Her face was close enough that he could see the imperfections in her skin; he noticed he’d smudged dirt on her cheek.

‘Andreas,’ she said, her voice low. Whether it was a warning or an invitation, he couldn’t tell. ‘Do you think that was a bad idea?’

‘I’ve been thinking about kissing you all day.’

It wasn’t an answer, but she took it as one, lifting her hands to his face and starting the process all over again.

Her fingertips light on his cheeks made him lose orientation. All he knew was that he needed to stay right here where she was. The second kiss was slower, without the bite of adrenaline but with an aching tenderness that stripped him of some necessary safety equipment and sent him freefalling.

He wanted to wrap his arms around her, but the path where they were standing was too narrow, so he propped himself up on the rock again and leaned close, letting her hands glide over him.

‘Achtung Stein! Attenzione!’

Hearing the shout from above, Andreas reacted in a heartbeat, tugging Sophie away from the bottom of the via ferrata as a shower of rocks clattered down. They weren’t sizeable or dangerous, but the climber above had done the responsible thing and shouted the usual warnings in German and Italian.

When the danger had passed, he found Sophie watching, trying to stifle a smile. ‘Maybe it’s a good thing they dislodged some rocks,’ she whispered, ‘otherwise they might have got a surprise when they reached the bottom.’

He could hear the other climbers scuffling down quickly. ‘They can still go to hell for interrupting,’ he grumbled in response. He settled his helmet against hers and breathed out deeply. ‘I don’t care who sees us.’

‘We have a whole apartment back in Marniga, Andreas,’ she said with a smile. ‘We don’t need to make out on the via ferrata.’

His gaze snapped to hers, amused, hopeful, slightly wary. He pressed one last, heavy kiss to her mouth. ‘Are you serious? You want to do this again back at the apartment? What about?—?’

‘I’m not going to ask you to marry me afterward,’ she said drily.

‘That’s not what I meant,’ he protested. ‘But what happens when we leave here?’
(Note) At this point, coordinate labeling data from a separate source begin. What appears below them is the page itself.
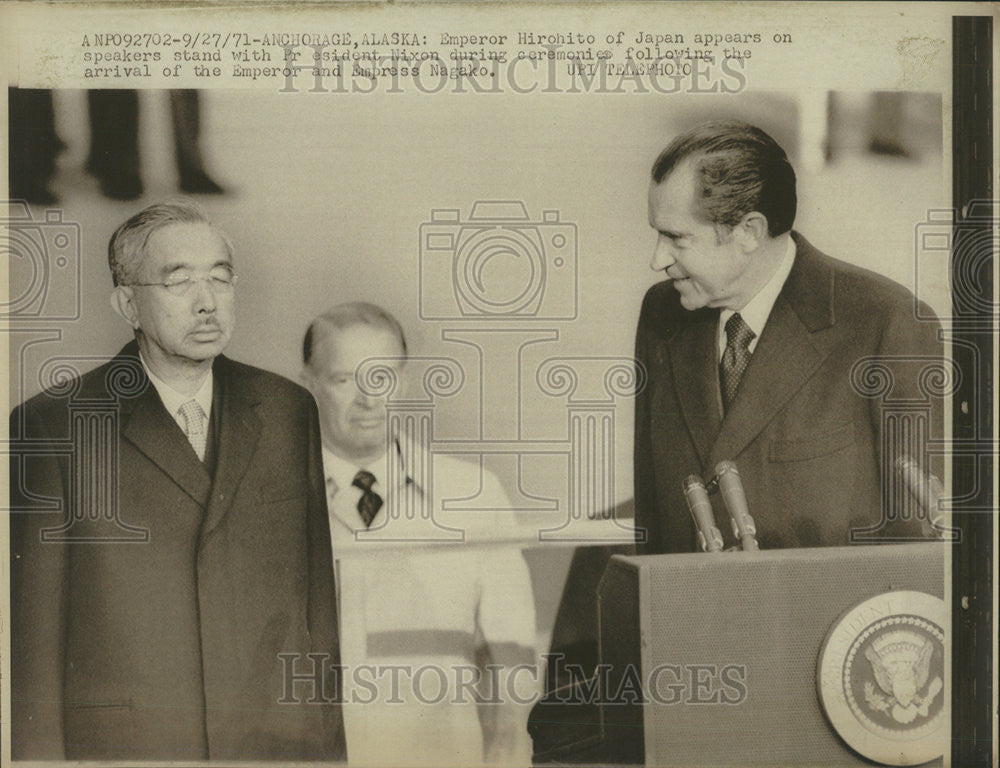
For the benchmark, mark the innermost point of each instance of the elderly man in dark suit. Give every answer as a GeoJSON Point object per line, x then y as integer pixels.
{"type": "Point", "coordinates": [750, 344]}
{"type": "Point", "coordinates": [171, 581]}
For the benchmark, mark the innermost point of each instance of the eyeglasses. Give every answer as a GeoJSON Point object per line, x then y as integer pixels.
{"type": "Point", "coordinates": [181, 283]}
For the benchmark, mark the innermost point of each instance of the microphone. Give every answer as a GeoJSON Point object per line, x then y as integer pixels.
{"type": "Point", "coordinates": [709, 537]}
{"type": "Point", "coordinates": [731, 486]}
{"type": "Point", "coordinates": [927, 490]}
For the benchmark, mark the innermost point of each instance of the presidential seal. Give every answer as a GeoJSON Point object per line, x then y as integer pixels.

‘I’m not the fangirl I was back then. I understand you don’t want commitment and for a week in Italy, I can forget that I do. For one week.’
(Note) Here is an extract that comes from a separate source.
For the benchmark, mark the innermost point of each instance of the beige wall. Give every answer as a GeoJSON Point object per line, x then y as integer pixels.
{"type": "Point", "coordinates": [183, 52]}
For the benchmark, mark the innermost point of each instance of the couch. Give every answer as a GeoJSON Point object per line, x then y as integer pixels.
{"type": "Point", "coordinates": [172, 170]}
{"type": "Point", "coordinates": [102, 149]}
Andreas tried to ignore the way his stomach dropped at her words, the way memories from the day everything had gone wrong shivered through him again.

The first climber from the other group took the last few footholds down, unclipping her carabiners. Andreas pulled Sophie to the side of the path, his arm around her waist – where it belonged , some forlorn part of him added. Three climbers squeezed past with casual greetings in two languages, which he acknowledged absently in German.

‘Are you absolutely sure?’ he asked softly.